There has been a flurry of meetings from Vienna and Paris to Moscow as oil producers attempt to reach a consensus. If Opec - which stands to lose $1 trillion in revenues due to the plunge in oil prices - reaches an agreement between them in Algiers, Russia plans to join discussions on limiting oil production. Saudi Arabia, the world's largest oil exporter, has told Iran it would be willing to reduce its output - which is close to a record 10.7 million barrels a day - if its regional rival were to cap production at 3.6 million.
The decision by Opec to hold informal talks in Algiers has fanned speculation that the group might abandon a two-year-old policy of pumping without limits and instead move to curb output to boost prices.
The delegation from Moscow may leave the Algerian venue before September 28 and wait for an invitation to continue talks, the people said. It would join comprehensive output-freeze discussions only after Opec members decide on the issue at their own meeting, they said.
"This is the right time for action as all stakeholders are ready," Dr Falah Alamri, Iraq's Opec Governor, said in reaction to the survey results. "In Doha in April, some producers weren't ready to participate as they were still chasing market share, but they are now. We have to do something as the lower price isn't acceptable to anybody, not for producers or consumers - even developed economies are hurting from this," he said.
Brent futures fell almost four per cent on Friday to close at $45.89 a barrel, less than half the price two years ago. Crude oil rallied last month on speculation Opec and Russia might announce an agreement in the Algerian capital, but prices have since retreated on doubts there will be any serious steps to reduce the world oil surplus.
The IEA reported earlier this month that crude oil inventories stored in OECD countries have "smashed through" 3.1 billion barrels during the first half of this year, which amount to about 300 million barrels above the five-year average. However, the good news is that BP reported that the market has reached a tipping point as stocks have started to draw down.

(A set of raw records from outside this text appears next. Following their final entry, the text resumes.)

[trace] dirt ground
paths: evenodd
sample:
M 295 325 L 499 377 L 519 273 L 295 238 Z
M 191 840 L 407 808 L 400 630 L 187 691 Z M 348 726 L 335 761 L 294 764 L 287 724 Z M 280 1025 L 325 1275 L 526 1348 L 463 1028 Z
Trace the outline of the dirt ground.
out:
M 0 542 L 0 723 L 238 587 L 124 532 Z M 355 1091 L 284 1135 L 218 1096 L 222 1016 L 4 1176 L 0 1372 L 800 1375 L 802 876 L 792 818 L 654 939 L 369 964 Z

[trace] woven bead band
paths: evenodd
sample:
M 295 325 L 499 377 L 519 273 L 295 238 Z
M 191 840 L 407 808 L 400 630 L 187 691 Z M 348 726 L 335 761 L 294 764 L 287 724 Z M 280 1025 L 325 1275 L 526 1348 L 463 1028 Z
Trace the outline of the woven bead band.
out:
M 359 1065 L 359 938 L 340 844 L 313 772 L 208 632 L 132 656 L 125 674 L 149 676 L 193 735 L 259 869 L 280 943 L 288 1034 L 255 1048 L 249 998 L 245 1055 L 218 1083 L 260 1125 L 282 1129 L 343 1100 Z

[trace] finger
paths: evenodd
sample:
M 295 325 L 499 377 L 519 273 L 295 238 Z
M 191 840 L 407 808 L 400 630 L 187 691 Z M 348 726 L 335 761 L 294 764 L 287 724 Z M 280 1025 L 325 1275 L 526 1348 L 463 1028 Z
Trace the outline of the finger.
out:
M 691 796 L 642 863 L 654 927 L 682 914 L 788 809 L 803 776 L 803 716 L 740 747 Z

Still, the GIQ survey respondents were quite divided on how fast it would take for inventories to drawdown sufficiently so that they would no longer impose downward pressure on oil prices, with 36 per cent saying it wouldn't happen until 2018, while 32 per cent of the Gulf industry executives polled were of the view that stocks would decline adequately by the end of 2017. That said, 57 per cent of those polled shared the view that Brent crude oil would average in the $50s next year.